Additionally, the calls were also made on the OHCHR to compile reports and statements documenting the various types of violations that affected great numbers of people, especially the families that were separated, including the terrifying ramifications on women and children as a result of the separation of their families.

 

 

Also, the OHCHR has to call on these states to respect the basic freedoms of the people living on their lands. The NHRC’s report called on the Human Rights Council to take every possible action in order to end the blockade and its ramifications, and call for the compensation of all people who were harmed and affected.

Moreover, the report calls on Human Rights Council Special Rapporteurs to document forms on the various types of violations that occurred, and contact certain governments in that regard as soon as possible.
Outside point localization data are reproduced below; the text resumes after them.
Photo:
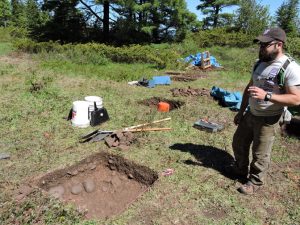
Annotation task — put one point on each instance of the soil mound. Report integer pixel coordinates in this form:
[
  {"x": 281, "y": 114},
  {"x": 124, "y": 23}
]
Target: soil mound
[{"x": 101, "y": 185}]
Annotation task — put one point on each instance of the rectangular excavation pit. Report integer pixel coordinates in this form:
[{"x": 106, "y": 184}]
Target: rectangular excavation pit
[{"x": 102, "y": 185}]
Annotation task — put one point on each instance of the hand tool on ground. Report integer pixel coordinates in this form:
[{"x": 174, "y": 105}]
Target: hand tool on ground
[{"x": 98, "y": 135}]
The report asserts that NHRC is ready and committed to share all the data it possesses.

In addition, the report emphasizes that Secretariat General of the GCC, and especially The High Council’s Conflict Resolution Commission, were appealed to move as quickly as possible and do everything in its power to convince the states’ governments to start settling the social, civil, and cultural situation for the families and citizens.

The report calls on KSA, UAE, and Kingdom of Bahrain to respect the unique character of the Gulf societies, and refrain from making any decisions that sever the links between families and societies even further. The countries have been asked to repeal these decisions as quickly as possible respecting the basic human rights in travel, ownership, work, residency, and expression of opinion that are stated in the Universal Declaration of Human Rights, the International Covenant on Civil and Political Rights, the Third: International Covenant on Economic, Social and Cultural Rights, and the Arab Charter on Human Rights.

As the NHRC believes that political crisis and relevant developments should not affect humanitarian and social relations of a certain societies, it has called these states to refrains from using social factors as leverage card, which is a violation to the international law and the international human rights law.

Furthermore the committee’s report included calls on those states to respect the holiness of the Holy Month of Ramadan, repeal all decisions, and end the blockade before Eid al-Fitr.